Mote Manatee Buffett Predicts Super Bowl XLIX Winner


The New England Patriots won Super Bowl XLIX — as predicted by one Florida manatee that has guessed the winning team for seven of eight years.

Buffett, a manatee living with his half-brother Hugh at Mote Marine Laboratory and Aquarium in Sarasota, Fla., picked the Patriots on Jan. 29. Hugh selected the Seahawks.

Each manatee swam toward one of two targets showing the teams' logos, drawing excitement from visitors at the public Aquarium.

2015 marks the manatees’ eighth year of Super Bowl predictions. To date, Buffett has picked correctly for seven of eight years, and Hugh has five correct guesses and three incorrect.
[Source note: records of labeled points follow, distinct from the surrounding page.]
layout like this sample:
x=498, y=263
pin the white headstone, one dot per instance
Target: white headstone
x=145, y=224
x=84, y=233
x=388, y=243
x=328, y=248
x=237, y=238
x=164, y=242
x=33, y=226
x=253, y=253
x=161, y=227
Aside from being sports fans, Hugh and Buffett are the world’s most extensively trained manatees. Training helps their veterinary care run more smoothly and allows the two manatees to participate in innovative research about their senses, such as hearing and touch, and about their physiology.
 
For more than 15 years, researchers at Mote have studied how manatees perceive and navigate their underwater world, where boat strikes and other threats are common. Mote’s research is designed to help resource managers protect these endangered mammals.

Mote cares for Hugh and Buffett and allows them to participate voluntarily in research under required permits from the United States Fish and Wildlife Service.
 
So far, key research findings show that manatees:

  • Have poor vision and probably cannot see fine details.
  • Have good hearing over a wide range of frequencies, including the ability to hear pitches produced by boat engines despite loud background noise, and have a strong ability to locate which direction sounds are coming from.
  • Are some of the most touch-sensitive animals on Earth thanks to their sensitive hairs called vibrissae. Their facial whiskers can sense tiny texture differences, and their body hairs — more than 3,000 total — help the manatees feel water movements thousands of times smaller than the width of a human hair. Mote scientists suspect that touch may be the most important sense for manatee survival.